3)”On the social side, the Republicans have thrown in with our own religious fanatics. Not a big fan of religious police telling people what they can do in their own homes…”
4)”I believe the surest way to defeat it is let people see what it’s like to live under it. The Mullahs of Iran are the best example…they will eventually be overthrown.”
Points 1 and 2 are contradictory as are 3 and 4
It is all right for the Iranians to live under religious fanatics but not Monkeyboy.
Dec 2, 2005 - 2:41 am 44. Terrye:I think monkey boy has a problem with chronology, more Americans died as a result of terrorism before the invasion of Iraq than after.
I call bullshit as well…I do not beleive any self respecting lifelong Republican would vote for Kerry because the liberal Democrat from MA is fiscal conservative. puhleaze…
I am a social liberal too and I think that if some poor bastard wants to say Merry Christmas he should damn well be able to do it.
And if what monkey boy says is true, why did we fight in WW2? After all sooner or later Tojo and Hilter would have been ovrrthrown by the masses anyway. All we had to say we were really really sorry if we did anything to offend and promise to never ever do any thing to offend again, take what was left of our Navy and slink back to the mainland, tell the Aussies and Brits they were on their own, bid Europe farewell….and let nature takes its course.
you betcha.
Dec 2, 2005 - 3:43 am 45. Buddy Larsen:HT to Rick Ballard @ YARGB, here’s the great shrink Shrinkwrapped quoting Gagdad Bob (bolding mine):
A mind nourished on lies will still grow, but it will grow in a monstrous way analogous to a tumor. Rather than being a unity, it will be an agglomeration. It will be riven by contradiction, and there will be no true synthesis of its elements. Indeed, this is one of the reasons why it is so difficult to argue with a leftist. Such an individual will freely believe all kinds of mutually contradictory things, such as “our soldiers are engaged in a genocidal war based on lies, and I support the troops,” or “President Bush lied about WMD, and President Clinton was telling the truth about them,” or “we should have prevented North Korea from obtaining nukes, and Saddam was not a threat to obtain them.” At the same time, the leftist will unconsciously “attack” the connecting links in your own psyche, giving you the subjective experience of what it must be like to be them.
Dec 2, 2005 - 6:33 am 46. PeterUK:“Please cite our recent(post WWII) victories against totalitarian states achieved by violence.”

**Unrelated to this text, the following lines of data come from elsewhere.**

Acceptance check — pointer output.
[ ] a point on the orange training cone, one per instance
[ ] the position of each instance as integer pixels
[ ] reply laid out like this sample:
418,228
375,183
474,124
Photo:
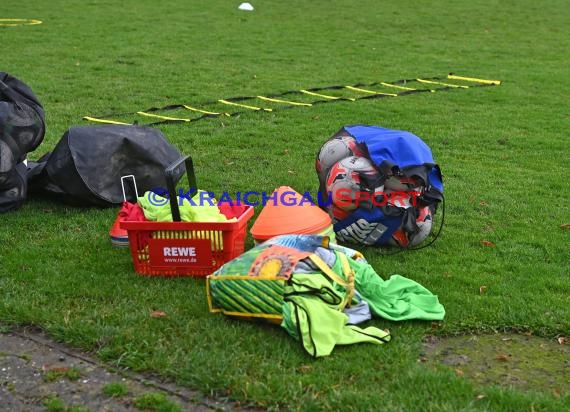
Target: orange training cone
288,212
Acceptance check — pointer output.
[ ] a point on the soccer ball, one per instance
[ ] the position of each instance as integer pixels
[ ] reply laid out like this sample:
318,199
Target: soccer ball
347,178
335,149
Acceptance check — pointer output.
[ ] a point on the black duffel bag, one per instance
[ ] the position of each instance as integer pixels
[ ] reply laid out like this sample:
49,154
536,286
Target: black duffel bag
22,129
86,166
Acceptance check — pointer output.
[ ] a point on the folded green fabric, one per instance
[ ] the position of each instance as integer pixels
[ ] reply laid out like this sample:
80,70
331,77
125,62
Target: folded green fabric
397,298
320,327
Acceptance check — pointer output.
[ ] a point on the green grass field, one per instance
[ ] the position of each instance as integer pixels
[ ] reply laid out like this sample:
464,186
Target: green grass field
503,152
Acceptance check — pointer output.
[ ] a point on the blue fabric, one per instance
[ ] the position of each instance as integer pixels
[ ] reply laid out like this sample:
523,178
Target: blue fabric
398,147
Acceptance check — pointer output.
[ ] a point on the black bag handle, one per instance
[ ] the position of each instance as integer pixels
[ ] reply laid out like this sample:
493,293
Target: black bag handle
173,174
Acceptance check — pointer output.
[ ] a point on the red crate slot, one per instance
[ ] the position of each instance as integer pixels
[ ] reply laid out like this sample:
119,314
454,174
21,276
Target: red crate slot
185,248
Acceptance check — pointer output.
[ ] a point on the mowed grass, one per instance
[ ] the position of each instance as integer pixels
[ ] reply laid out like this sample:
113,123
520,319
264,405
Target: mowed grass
503,151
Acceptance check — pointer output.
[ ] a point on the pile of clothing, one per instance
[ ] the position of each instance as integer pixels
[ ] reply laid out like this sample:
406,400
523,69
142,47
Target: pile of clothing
318,291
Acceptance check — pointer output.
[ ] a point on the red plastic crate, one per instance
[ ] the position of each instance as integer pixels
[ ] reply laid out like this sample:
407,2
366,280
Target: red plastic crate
185,248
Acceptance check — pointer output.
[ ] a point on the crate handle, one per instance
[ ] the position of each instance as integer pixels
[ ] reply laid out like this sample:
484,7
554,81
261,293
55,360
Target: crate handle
173,174
134,184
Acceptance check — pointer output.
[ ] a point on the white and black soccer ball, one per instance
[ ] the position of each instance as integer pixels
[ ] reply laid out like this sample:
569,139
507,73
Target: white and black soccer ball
335,149
347,179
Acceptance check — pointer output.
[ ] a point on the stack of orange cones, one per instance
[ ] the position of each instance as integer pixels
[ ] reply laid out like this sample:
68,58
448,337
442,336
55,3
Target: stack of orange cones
287,212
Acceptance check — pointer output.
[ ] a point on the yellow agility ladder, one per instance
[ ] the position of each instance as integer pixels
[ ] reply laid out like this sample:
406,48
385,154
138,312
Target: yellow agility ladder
186,113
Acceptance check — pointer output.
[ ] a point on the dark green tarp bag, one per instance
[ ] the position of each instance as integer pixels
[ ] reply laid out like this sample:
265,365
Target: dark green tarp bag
22,129
86,165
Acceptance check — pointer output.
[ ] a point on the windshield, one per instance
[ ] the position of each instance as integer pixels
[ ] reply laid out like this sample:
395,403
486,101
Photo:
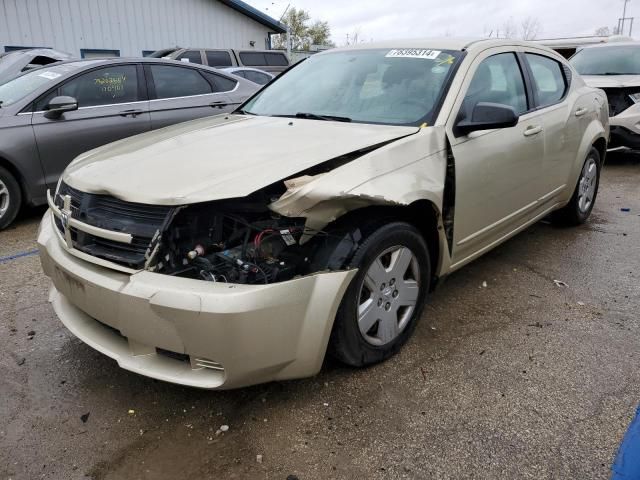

All right then…make it the last 27 minutes….
Dec 2, 2005 - 7:30 am 47. PeterUK:Doesn’t sound like a good Republican!
“On the other hand, the last 2 months were the 5th and 6th worst months for U.S. soldier deaths since the “war” began 33 months(almost 3 years) ago…”
Posted by: monkyboy [TypeKey Profile Page] at December 2, 2005 07:48
Completely ignores the recent operations conducted by troops to clear terrorist strongholds.
Dec 2, 2005 - 10:10 am 48. Bostonian:PeterUK,
Our friend Monkyboy could still indeed be a Republican.
I have noticed that far Right considers Iraqis/Arabs *incapable* of self-government, just as the Left does. (Monkyboy has in fact said almost exactly that on a previous thread.)
For that reason, these people consider the entire mission completely doomed and therefore disregard everything except body count and monetary expense.
Dec 2, 2005 - 11:09 am 49. Buddy Larsen:Bostonian, I can see that as befitting of a far-right attitude, but, jeez, what a huge, galloping, whopping-big contradiction for the Children of the Corn.